The sad news has been received of the death just before Christmas, at the early age of 53, of Alison Richards, erstwhile resident of Dorchester.

Alison had a long and distinguished career. Originally with Habitat, she was appointed chief UK buying director when she was 29. Later in 1989 she left to found the homeowners’ chain The Pier and used her position to raise funds for UNICEF, the worldwide children’s charity, with contributions of over £1m.

Just a few days before Alison died she became aware that she had been appointed OBE in recognition of her outstanding work on behalf of UNICEF. Sadly she did not live to receive her honour from Her Majesty the Queen.

Alison had lived at 36 High Street, and her many friends remember her warm personality, her optimism and her infectious energy.

Richard Hotopf

Edith Beatrice May Brown
1919 – 2007

I believe that if Edie was here today her lovely warm smile would be evident, and she would be touched, and modestly surprised, by the demonstrated respect and affection for her. No doubt she would exclaim her favourite “Oh, I say!”, but we all know that she would also want “no fuss” and would want to reassure us that all will be well – “don’t worry, my duck”.

To me she was Auntie Edie, a charming and affectionate constant in all my formative years. For John, Susie and Philip she was a devoted and loving mother. To Sue, Jim and Maria she was a kind and supportive mother-in-law. To Tim, Melanie, Kimberley, Becky, Graham, Martin and Lucy she was a warm and caring grandmother. We all have our memories, our warm thoughts of Edie, our comforting treasured remembrances.
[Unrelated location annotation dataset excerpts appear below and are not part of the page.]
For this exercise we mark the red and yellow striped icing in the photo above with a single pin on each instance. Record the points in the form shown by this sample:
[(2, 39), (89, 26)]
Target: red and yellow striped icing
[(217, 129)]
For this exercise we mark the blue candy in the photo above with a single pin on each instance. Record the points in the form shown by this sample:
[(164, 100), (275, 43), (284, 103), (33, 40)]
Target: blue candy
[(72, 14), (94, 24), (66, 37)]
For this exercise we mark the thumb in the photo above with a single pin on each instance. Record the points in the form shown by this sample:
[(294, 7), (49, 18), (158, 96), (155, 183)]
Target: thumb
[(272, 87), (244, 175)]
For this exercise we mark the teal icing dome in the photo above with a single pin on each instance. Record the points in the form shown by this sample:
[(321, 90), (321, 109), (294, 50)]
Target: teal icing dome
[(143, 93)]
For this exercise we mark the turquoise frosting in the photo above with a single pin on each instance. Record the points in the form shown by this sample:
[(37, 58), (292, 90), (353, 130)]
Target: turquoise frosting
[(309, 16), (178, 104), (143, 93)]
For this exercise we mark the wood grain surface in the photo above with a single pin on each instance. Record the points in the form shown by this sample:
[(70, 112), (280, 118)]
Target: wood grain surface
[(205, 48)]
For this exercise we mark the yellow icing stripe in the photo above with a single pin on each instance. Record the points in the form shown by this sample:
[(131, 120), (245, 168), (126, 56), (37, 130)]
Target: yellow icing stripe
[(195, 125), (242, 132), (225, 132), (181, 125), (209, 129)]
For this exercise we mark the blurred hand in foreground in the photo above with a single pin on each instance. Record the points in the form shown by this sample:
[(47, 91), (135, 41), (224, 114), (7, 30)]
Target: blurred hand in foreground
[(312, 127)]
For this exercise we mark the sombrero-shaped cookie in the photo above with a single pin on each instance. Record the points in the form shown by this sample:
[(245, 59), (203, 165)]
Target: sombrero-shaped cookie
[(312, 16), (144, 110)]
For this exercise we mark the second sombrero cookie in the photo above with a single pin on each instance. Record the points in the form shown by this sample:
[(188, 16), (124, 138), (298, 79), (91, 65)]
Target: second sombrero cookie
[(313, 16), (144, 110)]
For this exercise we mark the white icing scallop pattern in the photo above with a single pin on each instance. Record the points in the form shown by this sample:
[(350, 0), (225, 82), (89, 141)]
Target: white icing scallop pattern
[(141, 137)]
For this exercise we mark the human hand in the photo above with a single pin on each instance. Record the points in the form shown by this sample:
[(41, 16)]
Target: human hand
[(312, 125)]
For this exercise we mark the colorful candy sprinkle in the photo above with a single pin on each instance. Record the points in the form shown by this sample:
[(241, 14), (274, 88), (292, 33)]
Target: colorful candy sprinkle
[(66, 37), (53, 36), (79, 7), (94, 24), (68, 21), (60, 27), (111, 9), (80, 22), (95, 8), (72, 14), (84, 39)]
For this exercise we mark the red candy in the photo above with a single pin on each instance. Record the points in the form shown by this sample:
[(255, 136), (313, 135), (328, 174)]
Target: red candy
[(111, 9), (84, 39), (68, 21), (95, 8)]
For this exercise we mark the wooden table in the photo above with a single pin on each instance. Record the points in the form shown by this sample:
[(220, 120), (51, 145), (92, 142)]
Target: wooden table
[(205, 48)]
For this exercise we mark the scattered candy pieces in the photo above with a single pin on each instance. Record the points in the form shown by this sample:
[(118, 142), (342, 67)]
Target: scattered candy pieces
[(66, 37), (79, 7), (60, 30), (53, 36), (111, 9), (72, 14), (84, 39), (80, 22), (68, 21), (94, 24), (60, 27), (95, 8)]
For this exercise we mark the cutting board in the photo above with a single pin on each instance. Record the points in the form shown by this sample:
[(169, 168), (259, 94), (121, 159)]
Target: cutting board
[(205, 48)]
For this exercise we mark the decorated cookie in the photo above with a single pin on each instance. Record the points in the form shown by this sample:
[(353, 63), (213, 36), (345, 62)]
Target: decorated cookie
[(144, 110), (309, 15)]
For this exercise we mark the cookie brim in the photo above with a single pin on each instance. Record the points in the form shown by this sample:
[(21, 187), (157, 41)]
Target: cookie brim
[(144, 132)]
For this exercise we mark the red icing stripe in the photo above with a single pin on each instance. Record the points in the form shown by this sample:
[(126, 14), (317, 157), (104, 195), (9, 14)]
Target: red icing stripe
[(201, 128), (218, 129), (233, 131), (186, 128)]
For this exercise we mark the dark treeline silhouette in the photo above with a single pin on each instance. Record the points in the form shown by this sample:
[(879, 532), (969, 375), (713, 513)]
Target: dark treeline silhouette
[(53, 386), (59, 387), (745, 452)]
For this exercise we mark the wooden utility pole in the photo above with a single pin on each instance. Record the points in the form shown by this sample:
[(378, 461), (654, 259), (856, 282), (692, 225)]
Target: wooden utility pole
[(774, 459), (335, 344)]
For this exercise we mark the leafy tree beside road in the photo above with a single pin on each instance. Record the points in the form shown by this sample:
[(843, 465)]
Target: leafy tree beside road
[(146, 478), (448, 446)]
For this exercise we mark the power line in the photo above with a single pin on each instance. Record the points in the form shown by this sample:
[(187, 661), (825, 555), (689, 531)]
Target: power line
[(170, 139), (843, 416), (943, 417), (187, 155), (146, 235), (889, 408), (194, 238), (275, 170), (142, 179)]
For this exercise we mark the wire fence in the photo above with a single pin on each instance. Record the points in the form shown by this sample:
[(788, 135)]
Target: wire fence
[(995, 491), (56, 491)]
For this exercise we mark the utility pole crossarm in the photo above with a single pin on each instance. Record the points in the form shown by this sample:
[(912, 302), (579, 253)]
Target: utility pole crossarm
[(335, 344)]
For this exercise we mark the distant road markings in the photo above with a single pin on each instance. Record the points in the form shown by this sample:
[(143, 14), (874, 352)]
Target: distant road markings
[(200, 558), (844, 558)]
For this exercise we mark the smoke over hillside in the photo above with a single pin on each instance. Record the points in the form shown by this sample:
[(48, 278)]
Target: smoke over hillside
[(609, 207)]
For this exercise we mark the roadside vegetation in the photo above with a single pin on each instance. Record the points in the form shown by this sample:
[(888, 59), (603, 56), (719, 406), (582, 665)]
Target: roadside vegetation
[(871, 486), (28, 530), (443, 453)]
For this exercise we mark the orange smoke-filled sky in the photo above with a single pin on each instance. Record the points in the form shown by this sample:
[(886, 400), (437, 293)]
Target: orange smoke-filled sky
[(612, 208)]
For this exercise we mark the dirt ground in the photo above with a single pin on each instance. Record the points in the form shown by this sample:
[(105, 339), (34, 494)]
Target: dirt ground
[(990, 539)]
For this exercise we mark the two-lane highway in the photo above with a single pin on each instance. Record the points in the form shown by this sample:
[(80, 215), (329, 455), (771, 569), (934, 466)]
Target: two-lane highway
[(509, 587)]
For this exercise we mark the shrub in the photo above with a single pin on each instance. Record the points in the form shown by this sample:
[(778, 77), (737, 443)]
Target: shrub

Edie was born, only child of John and Rose Nethercote, in one of the thatched houses between the George and the Fleur de Lys (it is now called Little Pilgrims): one up, one down – outside toilet. Her father was a farm worker, and they met when she came from London to work in service for the Miss Hankeys, who lived in the house next to the Lych Gate. My auntie Anne tells me that Edie was her best pal at school – they sat together, spent weekends in each other’s homes, joined the Guides together, went to Girls’ Friendly Society meetings in the Guest House. Anne describes an Edie from those days who is recognizable to us all: “shy and modest – absolutely lovely – a gentle person”. Anne and Edie were confirmed together at Christ Church – “she was very keen on church”. Here, too, I learned of the beginnings of Edie’s enthusiasm for knitting. When the new headmaster’s wife was pregnant, she was among those chosen to knit the baby’s layette, and they all spent happy weekends knitting like mad! Here also are the first signs of Edie’s legendary industriousness. Think of Edie out and about in the village, and you think of her cycling vigorously to a cleaning job or the shops. ‘Always time for a cheery wave and that lovely smile.’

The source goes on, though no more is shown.